Que ce soit la littérature, la musique ou la peinture, ces disciplines artistiques ont toujours trouvé écho en moi. Le parfum a donc été la suite logique. Quand je me parfume ou découvre un nouveau parfum, je recherche à la fois le plaisir et l’exaltation des sens et la stimulation de la réflexion philosophique. La philosophie et la musique font partie de mon héritage parental, l’écriture et le parfum constituent un apport personnel.

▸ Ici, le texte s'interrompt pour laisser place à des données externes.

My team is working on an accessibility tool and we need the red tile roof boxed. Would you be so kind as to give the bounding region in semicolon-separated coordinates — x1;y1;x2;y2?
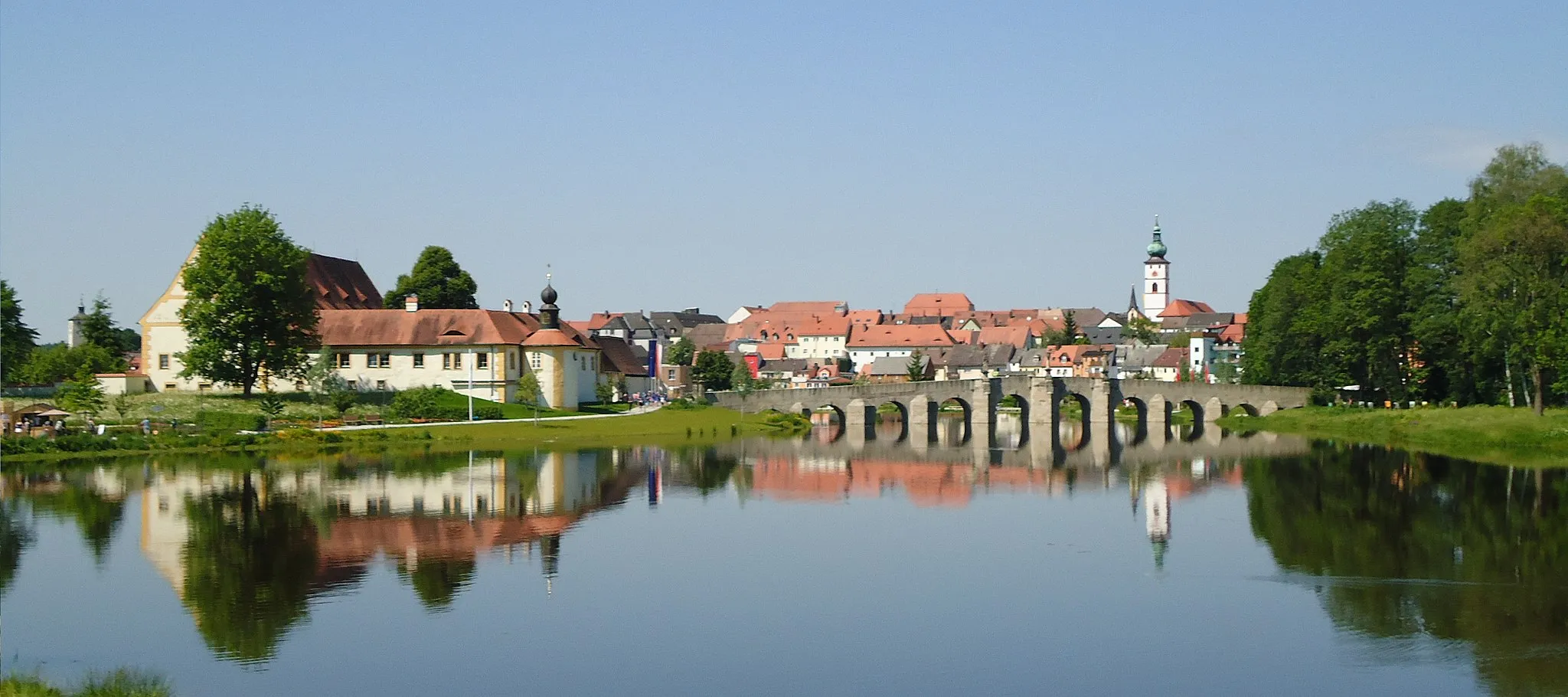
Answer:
903;293;975;317
848;325;958;347
978;326;1028;348
305;254;381;309
1161;298;1214;317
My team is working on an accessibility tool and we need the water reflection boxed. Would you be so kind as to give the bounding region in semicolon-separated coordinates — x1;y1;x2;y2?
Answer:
0;439;1568;694
1245;446;1568;694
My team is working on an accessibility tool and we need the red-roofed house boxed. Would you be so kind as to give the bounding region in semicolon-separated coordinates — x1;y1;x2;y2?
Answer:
903;293;975;317
848;325;958;372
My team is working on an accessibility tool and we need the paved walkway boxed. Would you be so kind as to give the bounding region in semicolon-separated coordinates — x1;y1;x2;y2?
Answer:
317;405;663;432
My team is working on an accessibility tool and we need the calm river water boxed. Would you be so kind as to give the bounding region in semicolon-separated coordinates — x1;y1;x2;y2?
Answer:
0;424;1568;695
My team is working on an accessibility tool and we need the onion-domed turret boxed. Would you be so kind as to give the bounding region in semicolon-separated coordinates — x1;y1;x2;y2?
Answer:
1145;215;1167;259
540;273;561;329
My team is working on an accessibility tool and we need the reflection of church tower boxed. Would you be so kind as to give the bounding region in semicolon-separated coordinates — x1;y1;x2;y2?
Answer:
66;305;88;348
1143;215;1171;319
540;535;561;595
1143;474;1171;568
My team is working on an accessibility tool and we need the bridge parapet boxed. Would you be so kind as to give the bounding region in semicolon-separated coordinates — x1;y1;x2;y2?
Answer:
709;375;1311;443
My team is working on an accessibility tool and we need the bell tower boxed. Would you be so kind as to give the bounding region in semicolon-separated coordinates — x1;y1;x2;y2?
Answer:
1143;215;1171;319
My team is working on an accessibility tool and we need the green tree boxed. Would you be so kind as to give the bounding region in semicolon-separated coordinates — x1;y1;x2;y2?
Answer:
1405;198;1485;404
729;361;757;398
1242;251;1344;388
1121;317;1161;344
184;473;318;661
108;392;133;424
55;368;103;414
22;344;126;384
691;350;736;391
903;348;928;383
181;205;317;398
386;247;480;309
1455;143;1568;414
257;392;284;430
0;280;38;383
1318;199;1417;402
665;336;696;366
518;371;544;422
1046;309;1079;345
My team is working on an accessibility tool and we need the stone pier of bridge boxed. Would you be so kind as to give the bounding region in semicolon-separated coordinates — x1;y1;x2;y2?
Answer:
707;375;1311;446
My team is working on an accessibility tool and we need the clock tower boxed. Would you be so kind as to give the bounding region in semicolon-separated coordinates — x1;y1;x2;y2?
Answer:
1143;215;1171;319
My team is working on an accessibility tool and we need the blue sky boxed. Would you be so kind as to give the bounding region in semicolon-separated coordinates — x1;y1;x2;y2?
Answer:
0;2;1568;341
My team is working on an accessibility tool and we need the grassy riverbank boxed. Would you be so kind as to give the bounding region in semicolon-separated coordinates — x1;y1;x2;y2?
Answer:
5;407;809;463
0;669;174;697
1220;407;1568;466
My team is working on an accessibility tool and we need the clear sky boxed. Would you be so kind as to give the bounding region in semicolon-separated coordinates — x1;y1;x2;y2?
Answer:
0;0;1568;341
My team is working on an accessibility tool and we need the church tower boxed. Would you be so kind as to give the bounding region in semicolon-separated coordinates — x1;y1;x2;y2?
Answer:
1143;215;1171;319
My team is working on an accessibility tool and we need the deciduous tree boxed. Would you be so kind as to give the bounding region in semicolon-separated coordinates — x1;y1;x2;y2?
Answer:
0;280;38;383
386;245;480;309
181;205;317;395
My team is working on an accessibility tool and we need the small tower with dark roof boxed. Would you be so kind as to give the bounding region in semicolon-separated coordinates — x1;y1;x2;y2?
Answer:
522;273;600;410
1143;215;1171;319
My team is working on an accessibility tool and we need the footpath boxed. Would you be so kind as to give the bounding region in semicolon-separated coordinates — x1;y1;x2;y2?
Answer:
315;405;663;432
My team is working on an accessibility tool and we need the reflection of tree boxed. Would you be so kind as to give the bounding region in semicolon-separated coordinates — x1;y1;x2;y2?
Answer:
184;473;317;661
0;501;33;598
1245;447;1568;694
676;447;740;496
33;483;126;564
397;559;473;612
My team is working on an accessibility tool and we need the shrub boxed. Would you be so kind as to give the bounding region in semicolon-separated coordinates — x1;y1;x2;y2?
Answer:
196;411;266;434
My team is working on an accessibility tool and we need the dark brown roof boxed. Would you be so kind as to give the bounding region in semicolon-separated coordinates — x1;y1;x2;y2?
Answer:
305;254;381;309
593;336;648;377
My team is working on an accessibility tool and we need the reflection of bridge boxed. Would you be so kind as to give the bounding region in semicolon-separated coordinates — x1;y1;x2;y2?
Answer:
718;424;1309;470
710;377;1311;444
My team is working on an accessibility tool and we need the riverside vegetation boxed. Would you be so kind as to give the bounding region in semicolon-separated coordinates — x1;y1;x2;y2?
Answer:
0;402;809;462
1220;405;1568;466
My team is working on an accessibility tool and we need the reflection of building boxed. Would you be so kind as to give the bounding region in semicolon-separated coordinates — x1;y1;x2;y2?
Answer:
1143;476;1171;568
141;452;642;606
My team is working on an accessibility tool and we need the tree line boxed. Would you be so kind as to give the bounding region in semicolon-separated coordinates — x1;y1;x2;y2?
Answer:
1242;143;1568;413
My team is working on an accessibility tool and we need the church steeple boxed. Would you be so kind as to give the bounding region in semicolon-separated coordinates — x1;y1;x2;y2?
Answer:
1143;215;1171;319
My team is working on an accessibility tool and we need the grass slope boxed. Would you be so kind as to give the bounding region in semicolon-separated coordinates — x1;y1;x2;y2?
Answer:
1220;407;1568;466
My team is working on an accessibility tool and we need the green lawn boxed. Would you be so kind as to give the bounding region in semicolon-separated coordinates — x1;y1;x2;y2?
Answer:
1220;407;1568;466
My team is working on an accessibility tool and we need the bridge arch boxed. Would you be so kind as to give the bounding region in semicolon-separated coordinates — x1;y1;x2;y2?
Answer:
938;395;975;444
871;399;910;443
998;392;1032;447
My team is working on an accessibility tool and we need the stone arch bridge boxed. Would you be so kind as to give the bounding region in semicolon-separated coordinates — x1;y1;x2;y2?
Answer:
709;375;1311;443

Tous, je l’espère sont parties intégrantes de mon présent et futur.

Je remercie de tout coeur Marie-Anouch d’avoir pu renouer avec mon passé musicalo-artistique en faisant le lien avec ma passion actuelle quasi-obsessionnelle: le parfum.

J’ai rédigé cet article en écoutant Debussy bien sûr accompagnée de la réminiscence olfactive de L’Heure Bleue. L’Heure Bleue un parfum de crépuscule, aussi révolutionnaire à son époque que l’étaient la peinture ou la musique impressionniste. Un parfum de calme avant la tempête. Un parfum floral-oriental alliant matières naturelles nobles et molécules synthétiques originales. Un parfum tendre fait de douceur, de réconfort et de calme. Un parfum qui nous enveloppe comme un manteau chaud et douillet. Un parfum de nostalgie, de doux souvenirs, d’un passé heureux qui semble nous protéger d’un futur indécis et lointain…Un parfum qui cultive le mystère… Vous ai-je dit que ma mère portait ce parfum?